8. A blue-light polymerizing system, comprising:a xenon short-arc lamp with an elliptical reflector and a sapphire window; a dichroic coating applied to said sapphire window and providing for the transmission of light wavelengths in the range of 400-500 nanometers, and the reflection of other wavelengths of light; a liquid light guide positioned to receive a blue light which is output from the xenon short-arc lamp through the dichroic coating and having a distal end with a light wand; and an anode heatsink with two longitudinal sets of radially extending cooling fins that are all axially aligned with and provide cooling of the xenon short-arc lamp, wherein, said two longitudinal sets of radially extending cooling fins are axially twisted with respect to one another such that an axially flowing air current is disturbed from laminar to turbulent flow; wherein, said blue light is emitted from said light wand and useful for polymerizing composite materials in a mouth of a dental patient.

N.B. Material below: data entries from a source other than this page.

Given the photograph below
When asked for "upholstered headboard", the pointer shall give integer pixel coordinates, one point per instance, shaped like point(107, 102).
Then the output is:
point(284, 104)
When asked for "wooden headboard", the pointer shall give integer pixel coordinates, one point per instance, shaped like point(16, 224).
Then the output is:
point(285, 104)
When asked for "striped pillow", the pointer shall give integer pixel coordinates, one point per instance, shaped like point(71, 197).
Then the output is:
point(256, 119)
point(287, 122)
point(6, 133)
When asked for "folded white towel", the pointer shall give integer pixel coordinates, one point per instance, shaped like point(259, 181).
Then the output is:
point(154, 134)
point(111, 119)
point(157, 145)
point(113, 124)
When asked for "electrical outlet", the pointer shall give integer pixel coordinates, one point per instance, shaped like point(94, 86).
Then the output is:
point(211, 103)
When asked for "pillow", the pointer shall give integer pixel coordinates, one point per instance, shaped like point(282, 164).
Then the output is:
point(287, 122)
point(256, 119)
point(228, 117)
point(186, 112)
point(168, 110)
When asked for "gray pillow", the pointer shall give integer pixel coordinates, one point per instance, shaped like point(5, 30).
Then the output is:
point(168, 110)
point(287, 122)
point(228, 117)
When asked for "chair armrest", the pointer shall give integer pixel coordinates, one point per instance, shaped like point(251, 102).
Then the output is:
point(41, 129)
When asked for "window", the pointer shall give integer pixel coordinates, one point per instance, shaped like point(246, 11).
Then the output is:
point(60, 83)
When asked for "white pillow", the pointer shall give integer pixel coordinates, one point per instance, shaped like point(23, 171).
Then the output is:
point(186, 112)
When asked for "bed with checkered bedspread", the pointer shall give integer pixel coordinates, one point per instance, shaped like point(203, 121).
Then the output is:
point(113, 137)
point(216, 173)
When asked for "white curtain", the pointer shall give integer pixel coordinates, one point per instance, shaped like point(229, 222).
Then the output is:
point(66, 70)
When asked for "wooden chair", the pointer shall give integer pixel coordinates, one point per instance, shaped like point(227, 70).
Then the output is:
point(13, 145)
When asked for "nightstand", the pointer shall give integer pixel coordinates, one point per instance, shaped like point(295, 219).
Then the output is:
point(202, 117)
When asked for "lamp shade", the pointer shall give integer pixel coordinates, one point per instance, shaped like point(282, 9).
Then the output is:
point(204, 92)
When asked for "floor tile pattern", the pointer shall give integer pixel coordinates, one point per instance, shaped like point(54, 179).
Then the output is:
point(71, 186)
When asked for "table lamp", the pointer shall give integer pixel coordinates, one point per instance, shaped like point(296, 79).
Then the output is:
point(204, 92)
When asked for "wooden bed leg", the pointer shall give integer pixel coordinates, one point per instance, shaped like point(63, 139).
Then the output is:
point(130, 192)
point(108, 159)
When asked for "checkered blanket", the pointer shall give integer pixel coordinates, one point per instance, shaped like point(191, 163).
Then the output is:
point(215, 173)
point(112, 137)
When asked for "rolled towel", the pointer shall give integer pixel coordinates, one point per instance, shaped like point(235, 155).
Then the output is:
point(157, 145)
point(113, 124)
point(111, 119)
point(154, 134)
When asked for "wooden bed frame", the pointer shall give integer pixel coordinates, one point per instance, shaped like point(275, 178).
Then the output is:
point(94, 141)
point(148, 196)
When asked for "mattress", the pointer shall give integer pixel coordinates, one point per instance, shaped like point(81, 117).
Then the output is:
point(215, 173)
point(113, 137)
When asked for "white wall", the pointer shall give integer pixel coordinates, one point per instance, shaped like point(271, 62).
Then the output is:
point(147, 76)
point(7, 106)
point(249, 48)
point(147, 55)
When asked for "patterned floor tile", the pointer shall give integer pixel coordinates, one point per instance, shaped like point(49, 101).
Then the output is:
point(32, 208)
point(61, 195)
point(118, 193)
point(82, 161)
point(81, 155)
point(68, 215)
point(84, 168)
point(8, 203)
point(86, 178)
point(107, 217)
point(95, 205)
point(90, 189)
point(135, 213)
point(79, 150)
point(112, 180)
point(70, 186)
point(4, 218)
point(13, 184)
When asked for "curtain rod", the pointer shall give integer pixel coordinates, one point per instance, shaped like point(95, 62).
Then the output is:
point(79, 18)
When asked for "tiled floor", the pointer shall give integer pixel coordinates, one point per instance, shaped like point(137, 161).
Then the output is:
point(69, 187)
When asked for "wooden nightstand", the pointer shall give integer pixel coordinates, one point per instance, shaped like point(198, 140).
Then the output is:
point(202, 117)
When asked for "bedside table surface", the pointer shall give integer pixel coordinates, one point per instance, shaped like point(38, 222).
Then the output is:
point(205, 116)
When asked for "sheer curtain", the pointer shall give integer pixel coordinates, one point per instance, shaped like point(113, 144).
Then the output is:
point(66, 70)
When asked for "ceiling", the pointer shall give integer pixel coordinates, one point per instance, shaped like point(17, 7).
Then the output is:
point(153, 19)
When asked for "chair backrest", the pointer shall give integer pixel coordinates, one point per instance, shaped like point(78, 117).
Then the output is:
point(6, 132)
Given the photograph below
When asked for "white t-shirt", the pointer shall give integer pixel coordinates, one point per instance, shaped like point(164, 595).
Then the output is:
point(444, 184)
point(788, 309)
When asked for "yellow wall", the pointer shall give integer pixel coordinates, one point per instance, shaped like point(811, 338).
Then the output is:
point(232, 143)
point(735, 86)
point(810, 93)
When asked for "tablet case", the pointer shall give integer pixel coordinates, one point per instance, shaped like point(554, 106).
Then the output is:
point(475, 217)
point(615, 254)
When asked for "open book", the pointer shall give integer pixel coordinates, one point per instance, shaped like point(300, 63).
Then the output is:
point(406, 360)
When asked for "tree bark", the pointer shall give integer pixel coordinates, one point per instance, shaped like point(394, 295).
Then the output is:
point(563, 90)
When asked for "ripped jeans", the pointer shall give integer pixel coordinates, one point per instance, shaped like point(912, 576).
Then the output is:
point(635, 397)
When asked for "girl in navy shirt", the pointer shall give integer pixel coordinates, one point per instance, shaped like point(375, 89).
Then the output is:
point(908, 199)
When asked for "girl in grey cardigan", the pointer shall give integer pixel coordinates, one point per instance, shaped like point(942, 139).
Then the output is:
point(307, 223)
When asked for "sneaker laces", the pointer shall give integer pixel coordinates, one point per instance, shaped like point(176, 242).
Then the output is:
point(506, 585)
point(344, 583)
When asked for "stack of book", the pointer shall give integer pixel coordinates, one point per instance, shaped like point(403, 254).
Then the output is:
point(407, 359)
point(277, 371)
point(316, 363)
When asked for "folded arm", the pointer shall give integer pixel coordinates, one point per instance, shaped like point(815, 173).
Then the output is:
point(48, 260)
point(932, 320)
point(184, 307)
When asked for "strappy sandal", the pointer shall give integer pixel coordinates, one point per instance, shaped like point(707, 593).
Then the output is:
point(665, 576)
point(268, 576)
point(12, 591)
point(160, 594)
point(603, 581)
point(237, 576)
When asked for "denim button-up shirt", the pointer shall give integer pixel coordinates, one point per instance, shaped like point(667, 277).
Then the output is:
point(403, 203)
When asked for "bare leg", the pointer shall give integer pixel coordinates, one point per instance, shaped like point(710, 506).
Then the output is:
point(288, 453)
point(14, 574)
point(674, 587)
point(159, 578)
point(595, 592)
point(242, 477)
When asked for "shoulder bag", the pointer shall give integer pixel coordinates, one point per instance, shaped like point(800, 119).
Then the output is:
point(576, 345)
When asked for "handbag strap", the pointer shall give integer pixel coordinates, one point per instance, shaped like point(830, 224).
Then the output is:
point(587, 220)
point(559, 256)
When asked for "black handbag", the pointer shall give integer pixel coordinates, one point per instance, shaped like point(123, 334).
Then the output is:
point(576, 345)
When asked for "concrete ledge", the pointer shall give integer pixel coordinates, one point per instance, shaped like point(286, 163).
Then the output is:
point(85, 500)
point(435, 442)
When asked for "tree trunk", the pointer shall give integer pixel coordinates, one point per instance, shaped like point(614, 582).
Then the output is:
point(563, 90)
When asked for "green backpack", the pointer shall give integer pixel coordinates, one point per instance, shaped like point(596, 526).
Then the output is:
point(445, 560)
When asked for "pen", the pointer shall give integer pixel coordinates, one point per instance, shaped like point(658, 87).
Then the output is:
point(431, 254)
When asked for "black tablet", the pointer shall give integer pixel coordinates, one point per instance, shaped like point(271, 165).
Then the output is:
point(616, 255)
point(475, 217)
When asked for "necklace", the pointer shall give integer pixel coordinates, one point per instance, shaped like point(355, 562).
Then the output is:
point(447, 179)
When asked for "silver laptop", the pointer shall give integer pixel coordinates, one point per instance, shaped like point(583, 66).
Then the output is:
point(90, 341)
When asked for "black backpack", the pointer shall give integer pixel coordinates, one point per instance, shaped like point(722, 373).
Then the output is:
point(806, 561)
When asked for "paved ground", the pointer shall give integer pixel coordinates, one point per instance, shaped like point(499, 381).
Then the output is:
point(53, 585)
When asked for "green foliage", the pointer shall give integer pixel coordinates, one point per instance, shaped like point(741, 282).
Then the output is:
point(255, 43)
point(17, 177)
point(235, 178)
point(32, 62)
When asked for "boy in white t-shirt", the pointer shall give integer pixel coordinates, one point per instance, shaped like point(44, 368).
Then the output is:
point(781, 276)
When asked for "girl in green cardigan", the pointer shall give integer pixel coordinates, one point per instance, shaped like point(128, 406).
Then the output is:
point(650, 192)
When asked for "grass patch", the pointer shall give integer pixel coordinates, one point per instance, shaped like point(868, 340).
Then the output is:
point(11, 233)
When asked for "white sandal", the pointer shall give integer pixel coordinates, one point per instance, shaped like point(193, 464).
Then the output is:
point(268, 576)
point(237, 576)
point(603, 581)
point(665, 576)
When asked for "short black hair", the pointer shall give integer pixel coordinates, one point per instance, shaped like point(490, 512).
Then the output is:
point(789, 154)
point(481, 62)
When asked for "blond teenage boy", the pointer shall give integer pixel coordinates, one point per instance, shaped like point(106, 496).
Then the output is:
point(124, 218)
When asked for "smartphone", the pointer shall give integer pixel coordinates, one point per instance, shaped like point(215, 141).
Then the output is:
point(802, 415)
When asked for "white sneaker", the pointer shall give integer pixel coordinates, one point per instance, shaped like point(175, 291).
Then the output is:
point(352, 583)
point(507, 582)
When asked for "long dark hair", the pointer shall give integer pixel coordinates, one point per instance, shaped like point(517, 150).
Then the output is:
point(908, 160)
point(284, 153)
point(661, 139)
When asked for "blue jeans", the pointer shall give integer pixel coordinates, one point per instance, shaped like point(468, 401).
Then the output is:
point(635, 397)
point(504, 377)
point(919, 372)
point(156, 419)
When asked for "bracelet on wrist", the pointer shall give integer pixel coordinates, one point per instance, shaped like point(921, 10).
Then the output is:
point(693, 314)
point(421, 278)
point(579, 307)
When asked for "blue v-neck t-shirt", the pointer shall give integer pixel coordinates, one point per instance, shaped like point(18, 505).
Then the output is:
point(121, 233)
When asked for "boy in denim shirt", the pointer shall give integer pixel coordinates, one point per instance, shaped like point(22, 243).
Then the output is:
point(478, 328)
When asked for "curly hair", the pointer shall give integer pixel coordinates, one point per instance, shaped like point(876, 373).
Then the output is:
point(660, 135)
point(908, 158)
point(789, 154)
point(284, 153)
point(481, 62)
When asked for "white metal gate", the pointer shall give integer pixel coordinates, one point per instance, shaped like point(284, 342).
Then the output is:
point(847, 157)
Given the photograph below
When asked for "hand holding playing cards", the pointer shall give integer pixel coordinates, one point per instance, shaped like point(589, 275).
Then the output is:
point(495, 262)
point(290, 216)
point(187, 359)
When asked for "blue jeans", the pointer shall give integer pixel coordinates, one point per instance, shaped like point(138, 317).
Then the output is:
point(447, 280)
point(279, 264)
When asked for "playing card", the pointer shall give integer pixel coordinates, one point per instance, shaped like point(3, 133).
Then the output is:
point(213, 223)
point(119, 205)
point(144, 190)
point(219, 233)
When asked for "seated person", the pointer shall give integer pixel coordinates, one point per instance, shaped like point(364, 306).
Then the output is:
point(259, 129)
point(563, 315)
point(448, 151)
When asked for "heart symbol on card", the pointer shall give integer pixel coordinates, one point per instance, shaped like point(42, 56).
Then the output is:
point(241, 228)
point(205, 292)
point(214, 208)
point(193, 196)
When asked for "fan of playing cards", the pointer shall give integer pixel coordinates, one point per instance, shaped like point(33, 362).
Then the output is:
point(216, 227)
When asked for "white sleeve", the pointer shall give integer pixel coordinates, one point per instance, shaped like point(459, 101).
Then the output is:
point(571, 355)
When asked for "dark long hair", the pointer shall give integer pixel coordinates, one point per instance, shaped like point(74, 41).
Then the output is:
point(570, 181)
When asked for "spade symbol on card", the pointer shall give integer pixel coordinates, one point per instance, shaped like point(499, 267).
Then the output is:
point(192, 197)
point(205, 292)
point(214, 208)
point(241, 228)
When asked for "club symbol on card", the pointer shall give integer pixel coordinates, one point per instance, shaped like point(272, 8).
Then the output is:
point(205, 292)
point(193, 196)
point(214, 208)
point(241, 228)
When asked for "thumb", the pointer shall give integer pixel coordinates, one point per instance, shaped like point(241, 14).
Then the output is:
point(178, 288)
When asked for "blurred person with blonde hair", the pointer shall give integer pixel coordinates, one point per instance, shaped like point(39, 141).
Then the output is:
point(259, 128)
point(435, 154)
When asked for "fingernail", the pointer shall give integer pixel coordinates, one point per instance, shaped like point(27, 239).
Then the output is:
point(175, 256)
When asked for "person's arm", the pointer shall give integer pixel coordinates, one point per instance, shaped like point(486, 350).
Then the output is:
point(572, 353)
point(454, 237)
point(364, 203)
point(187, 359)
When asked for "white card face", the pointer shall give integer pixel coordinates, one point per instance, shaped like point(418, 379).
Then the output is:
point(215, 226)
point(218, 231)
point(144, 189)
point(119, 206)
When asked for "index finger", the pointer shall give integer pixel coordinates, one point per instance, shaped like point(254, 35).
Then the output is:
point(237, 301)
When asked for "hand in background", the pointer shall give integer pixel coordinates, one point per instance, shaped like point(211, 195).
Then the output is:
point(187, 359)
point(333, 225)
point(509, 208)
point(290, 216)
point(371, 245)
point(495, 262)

9. The blue-light polymerizing system of claim 8, further comprising:a probe that is attached to said light wand and that provides for a selective optical color filtration of light wavelengths of at least one of 430±20 nanometers and 470±20 nanometers.

10. The blue-light polymerizing system of claim 8, further comprising:a power supply connected to operate the xenon short-arc lamp; and a photodetector sensitive to 400-500 nanometer light wavelengths and positioned to be exposed to said blue light, and providing a feedback signal to the power supply that is used to adjust the electrical power applied to the xenon short-arc lamp in order to maintain a near constant intensity of said blue light.

11. The blue-light polymerizing system of claim 8, further comprising:a power supply connected to operate the xenon short-arc lamp; and an ultraviolet-light photodetector exposed to said blue light and providing a feedback signal to the power supply that is used to shut-down the electrical power applied to the xenon short-arc lamp if an ultraviolet content of said blue light exceeds a predetermined threshold.

12. A blue-light polymerizing system, comprising:a xenon short-arc lamp with an elliptical reflector and a sapphire window; a dichroic coating applied to said sapphire window and providing for the transmission of light wavelengths in the range of 400-500 nanometers, and the reflection of other wavelengths of light; a liquid light guide positioned to receive a blue light which is output from the xenon short-arc lamp through the dichroic coating and having a distal end with a light wand; an anode heatsink with two longitudinal sets of radially extending cooling fins that are all axially aligned with and provide cooling of the xenon short-arc lamp, wherein, said two longitudinal sets of radially extending cooling fins are axially twisted with respect to one another such that an axially flowing air current is disturbed from laminar to turbulent flow; a probe that is attached to said light wand and that provides for a selective optical color filtration of light wavelengths of at least one of 430±20 nanometers and 470±20 nanometers; a power supply connected to operate the xenon short-arc lamp; a photodetector sensitive to 400-500 nanometer light wavelengths and positioned to be exposed to said blue light, and providing a feedback signal to the power supply that is used to adjust the electrical power applied to the xenon short-arc lamp in order to maintain a near constant intensity of said blue light; and an ultraviolet-light photodetector exposed to said blue light and providing a feedback signal to the power supply that is used to shut-down the electrical power applied to the xenon short-arc lamp if an ultraviolet content of said blue light exceeds a predetermined threshold; wherein, said blue light is emitted from said light wand and useful for polymerizing composite materials in a mouth of a dental patient.